Brazilian footballer (1984–2026)

Tássio Maia dos Santos (8 October 1984 – 29 July 2026), or simply Tássio, was a Brazilian professional footballer who played as a forward.

==Career==
On 20 February 2011, Tássio joined South Korean club Busan IPark. Busan released him on 8 June 2011.
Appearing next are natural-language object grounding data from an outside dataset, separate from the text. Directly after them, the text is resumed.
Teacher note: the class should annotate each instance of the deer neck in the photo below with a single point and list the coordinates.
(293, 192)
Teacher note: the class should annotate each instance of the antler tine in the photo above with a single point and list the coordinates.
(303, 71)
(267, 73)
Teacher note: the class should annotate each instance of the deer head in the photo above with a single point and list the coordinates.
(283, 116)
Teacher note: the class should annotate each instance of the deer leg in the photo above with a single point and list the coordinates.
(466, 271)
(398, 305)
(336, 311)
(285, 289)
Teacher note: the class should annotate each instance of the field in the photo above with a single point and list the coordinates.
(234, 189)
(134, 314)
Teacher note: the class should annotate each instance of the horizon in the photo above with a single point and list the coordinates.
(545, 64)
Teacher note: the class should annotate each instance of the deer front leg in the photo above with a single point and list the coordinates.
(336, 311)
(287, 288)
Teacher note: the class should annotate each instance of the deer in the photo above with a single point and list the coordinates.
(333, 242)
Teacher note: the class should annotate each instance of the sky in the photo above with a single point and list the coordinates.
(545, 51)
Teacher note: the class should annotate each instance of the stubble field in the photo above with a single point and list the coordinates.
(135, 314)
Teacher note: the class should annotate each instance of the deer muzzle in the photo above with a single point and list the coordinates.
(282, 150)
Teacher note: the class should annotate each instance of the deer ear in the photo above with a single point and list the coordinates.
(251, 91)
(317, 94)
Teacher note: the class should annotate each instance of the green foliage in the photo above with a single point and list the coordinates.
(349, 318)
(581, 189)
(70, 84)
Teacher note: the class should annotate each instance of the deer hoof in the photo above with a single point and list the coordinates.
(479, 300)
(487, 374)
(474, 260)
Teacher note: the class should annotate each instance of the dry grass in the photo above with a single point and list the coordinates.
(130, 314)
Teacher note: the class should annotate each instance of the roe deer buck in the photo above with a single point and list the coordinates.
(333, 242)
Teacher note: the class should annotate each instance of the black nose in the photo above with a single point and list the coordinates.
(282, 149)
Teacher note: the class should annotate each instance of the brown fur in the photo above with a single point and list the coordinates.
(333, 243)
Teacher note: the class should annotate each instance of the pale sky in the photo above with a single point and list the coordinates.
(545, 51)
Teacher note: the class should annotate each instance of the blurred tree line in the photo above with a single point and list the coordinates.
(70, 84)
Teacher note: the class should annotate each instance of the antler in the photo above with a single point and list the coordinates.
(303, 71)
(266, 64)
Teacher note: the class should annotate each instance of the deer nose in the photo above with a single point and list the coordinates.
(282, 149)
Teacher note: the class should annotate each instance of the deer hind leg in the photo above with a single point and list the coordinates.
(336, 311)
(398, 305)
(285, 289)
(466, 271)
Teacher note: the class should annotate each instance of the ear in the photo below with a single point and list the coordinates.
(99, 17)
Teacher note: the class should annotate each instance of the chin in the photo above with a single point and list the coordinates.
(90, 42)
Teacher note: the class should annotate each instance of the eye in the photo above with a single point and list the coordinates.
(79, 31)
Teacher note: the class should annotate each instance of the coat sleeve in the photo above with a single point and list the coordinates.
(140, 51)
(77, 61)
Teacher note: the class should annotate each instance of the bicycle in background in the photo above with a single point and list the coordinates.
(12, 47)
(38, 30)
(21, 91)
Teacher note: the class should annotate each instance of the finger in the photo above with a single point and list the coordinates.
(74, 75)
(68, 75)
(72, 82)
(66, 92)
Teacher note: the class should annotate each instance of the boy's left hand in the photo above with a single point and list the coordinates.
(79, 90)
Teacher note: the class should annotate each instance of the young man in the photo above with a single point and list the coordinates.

On 27 June 2012, Tássio joined Bulgarian club Lokomotiv Plovdiv. He scored on his Lokomotiv debut on 19 July 2012, scoring the late equaliser in a 4–4 draw against Vitesse Arnhem in the Europa League. A week later, his contract was terminated by mutual consent.

On 27 July 2012, Tássio signed a contract with CSKA Sofia.

==Death==
Tássio died on 29 July 2026, at the age of 41, after being struck by a wall which fell during strong winds in Rio de Janeiro.